I never think of us as interracial and I am always a little surprised to hear that term. When I look at my husband, I don't see anything other than the man I have chosen to forever share my life with. As for sex, yes, he is better than any other man I've been with, but that has more to do with love than his race.

I think if you are getting hung up over the color of her skin, you have missed out on who she is as a woman. Until you get that straight, you have nothing to offer her.
 
Brava! Bravisima!

Kitten Eyes said:
I never think of us as interracial and I am always a little surprised to hear that term. When I look at my husband, I don't see anything other than the man I have chosen to forever share my life with. As for sex, yes, he is better than any other man I've been with, but that has more to do with love than his race.

I think if you are getting hung up over the color of her skin, you have missed out on who she is as a woman. Until you get that straight, you have nothing to offer her.

Brava! Kitten Eyes!

I think your words should be engraved in stone so they will withstand the effort required to pound them into the heads of every human being on earth!
 
My husband is white, and I'm Chinese. I don't walk around with this awareness that we're an interracial couple. If anyone ever gave us a strange or nasty look as we walked down the street, it would never enter my mind that it was because we were different races. I'd probably just think they had indigestion or something.

I don't look at my kids and immediately think of them as mixed-race either. However, I can't honestly say that those labels don't ever come into my mind.

For example, recently I had to fill out the Census. When it came to the part where I marked the race of our children, I was a little thrown. I can't recall the exact choices I had to choose from, but I remember having to think about what I was going to check off.

When my husband comes to a big family banquet in Chinatown, I become pretty aware of the fact that he's a "round-eye." Thankfully he wields his chopsticks like a master, and he's open about the food he eats. My extended family accepts him with open arms, and in fact, everytime the big group gets together, there are more and more non-Asians.

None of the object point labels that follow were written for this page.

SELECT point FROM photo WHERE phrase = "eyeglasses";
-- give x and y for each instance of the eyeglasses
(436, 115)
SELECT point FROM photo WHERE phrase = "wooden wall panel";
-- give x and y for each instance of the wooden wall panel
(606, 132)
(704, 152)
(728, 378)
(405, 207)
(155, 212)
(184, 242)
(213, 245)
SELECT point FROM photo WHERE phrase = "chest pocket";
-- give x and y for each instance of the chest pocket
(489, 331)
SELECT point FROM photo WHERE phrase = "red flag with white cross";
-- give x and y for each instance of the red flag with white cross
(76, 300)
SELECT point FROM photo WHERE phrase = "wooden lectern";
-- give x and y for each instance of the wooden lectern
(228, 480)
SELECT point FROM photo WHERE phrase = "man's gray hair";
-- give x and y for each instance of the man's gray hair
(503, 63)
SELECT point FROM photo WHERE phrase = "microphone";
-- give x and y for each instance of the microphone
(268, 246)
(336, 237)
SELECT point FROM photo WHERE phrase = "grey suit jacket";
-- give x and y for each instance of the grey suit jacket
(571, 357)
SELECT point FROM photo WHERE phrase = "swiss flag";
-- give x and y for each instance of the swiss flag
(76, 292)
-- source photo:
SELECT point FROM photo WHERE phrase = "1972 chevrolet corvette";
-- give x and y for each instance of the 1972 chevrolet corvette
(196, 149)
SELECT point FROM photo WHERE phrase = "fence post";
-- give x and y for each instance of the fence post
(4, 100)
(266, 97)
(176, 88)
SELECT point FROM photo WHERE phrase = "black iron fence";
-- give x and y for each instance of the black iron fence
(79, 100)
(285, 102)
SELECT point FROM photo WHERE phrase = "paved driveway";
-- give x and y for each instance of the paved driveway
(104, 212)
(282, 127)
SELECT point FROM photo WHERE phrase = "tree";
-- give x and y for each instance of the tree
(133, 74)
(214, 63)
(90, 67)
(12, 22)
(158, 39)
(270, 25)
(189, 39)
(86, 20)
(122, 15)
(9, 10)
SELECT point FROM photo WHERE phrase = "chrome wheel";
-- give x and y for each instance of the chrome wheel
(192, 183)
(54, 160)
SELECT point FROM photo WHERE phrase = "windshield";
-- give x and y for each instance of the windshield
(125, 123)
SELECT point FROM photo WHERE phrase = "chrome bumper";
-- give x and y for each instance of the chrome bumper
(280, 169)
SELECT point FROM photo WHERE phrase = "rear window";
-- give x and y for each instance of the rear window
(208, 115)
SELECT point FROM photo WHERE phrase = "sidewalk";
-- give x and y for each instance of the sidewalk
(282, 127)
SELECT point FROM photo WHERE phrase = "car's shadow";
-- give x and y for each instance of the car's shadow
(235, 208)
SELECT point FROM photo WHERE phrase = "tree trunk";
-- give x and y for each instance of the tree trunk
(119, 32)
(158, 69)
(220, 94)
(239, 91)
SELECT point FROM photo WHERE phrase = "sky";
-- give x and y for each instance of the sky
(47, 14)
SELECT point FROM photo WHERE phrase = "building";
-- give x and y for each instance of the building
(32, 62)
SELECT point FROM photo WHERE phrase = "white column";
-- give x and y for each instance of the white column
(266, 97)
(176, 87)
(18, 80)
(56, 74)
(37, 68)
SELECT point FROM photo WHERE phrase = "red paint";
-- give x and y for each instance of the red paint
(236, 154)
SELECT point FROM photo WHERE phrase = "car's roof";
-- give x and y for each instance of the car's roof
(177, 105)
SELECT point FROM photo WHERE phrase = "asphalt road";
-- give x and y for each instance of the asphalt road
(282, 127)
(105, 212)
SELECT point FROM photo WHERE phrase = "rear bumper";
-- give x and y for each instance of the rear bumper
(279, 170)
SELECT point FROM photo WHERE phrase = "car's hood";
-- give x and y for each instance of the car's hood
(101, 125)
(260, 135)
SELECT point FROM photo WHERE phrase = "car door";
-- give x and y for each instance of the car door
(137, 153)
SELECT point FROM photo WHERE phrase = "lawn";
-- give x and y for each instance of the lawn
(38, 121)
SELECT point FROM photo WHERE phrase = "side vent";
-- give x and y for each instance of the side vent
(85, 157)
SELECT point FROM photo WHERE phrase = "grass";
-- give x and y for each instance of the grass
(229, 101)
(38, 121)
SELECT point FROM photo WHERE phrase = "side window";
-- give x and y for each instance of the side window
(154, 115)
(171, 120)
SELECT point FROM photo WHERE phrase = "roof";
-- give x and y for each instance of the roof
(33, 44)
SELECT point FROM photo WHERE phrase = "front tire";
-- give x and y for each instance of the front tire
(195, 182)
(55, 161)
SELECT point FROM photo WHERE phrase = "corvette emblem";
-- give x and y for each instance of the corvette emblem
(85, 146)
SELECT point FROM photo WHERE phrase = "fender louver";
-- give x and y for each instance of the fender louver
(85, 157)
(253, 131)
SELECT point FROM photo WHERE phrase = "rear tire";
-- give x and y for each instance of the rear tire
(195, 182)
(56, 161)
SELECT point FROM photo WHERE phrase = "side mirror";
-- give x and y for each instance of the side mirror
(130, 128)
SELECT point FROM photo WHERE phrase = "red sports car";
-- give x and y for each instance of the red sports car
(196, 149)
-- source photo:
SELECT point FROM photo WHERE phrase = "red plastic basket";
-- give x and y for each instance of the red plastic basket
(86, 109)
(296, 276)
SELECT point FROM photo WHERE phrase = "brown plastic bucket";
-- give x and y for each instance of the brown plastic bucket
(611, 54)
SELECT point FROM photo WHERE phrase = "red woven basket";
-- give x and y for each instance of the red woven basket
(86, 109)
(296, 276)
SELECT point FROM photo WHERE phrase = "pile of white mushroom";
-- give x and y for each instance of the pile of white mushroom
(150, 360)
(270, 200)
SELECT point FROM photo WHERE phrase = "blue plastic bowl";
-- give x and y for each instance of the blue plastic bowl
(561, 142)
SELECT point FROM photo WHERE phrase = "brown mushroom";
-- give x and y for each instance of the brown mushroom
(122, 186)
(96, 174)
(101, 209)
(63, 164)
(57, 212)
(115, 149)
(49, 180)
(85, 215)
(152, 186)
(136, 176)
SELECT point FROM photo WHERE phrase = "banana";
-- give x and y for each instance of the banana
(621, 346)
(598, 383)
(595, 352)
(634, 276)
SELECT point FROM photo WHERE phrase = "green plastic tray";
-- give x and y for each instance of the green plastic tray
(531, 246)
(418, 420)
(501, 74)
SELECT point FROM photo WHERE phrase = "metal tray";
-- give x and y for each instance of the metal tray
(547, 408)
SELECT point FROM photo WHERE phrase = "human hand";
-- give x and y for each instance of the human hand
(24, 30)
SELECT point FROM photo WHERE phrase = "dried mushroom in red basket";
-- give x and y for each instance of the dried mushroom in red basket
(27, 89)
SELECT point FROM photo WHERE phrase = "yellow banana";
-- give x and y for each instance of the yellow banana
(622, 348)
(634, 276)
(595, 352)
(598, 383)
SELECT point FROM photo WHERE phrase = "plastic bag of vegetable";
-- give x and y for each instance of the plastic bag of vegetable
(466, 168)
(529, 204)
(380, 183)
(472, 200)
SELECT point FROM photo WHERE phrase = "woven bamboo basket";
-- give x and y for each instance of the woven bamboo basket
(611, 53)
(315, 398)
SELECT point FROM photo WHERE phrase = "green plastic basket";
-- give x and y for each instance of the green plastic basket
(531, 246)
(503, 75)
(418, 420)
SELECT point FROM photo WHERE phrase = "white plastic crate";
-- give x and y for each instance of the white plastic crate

But then, I don't really think of myself as Chinese either. I just think of myself as American.

[Edited by whispersecret on 09-17-2000 at 03:49 PM]
 
All good love is good loving.

I live in London and it's a very multiracial city and I'v had many lover's who were other colour's than me and I have to say that once the clothes are off then we are all the same.
 
AND THE BEAT GOES ON!!!!

I have been dating my girlfriend/coworker for a little over a month. You know the one, I mentioned her in an earlier post and stated that she is not a Mexican girlfriend but instead a girlfriend from Mexico (No labels, in other words).
Throughout our relationship, I have been befriended by almost all of the other Mexican coworkers (they make up about 85% of the store's employees) and they are always asking us how our relationship is doing and that they want us to stay together. They all see how happy we are together. Well, I was suddenly surprised when her department manager told me one day recently that NOT EVERYONE is all too happy that we're dating. She continued to tell me of a Mexican guy who was pissed at a statement that I made the previous day. I asked her if she was serious because it was totally trivial and worthless. I also explained to her that he didn't find it offensive when he laughed at it. She explained to me that it may be offensive to him to see me dating "his people". I then ended the matter when I told her that it was a problem that he would have to deal with on his own. But to jeopordize my job for something so trivial would be an issue that he would have a serious problem with me dealing with him about.
My point........You would be surprised to what expense most people would go just to break up an interrational relationship.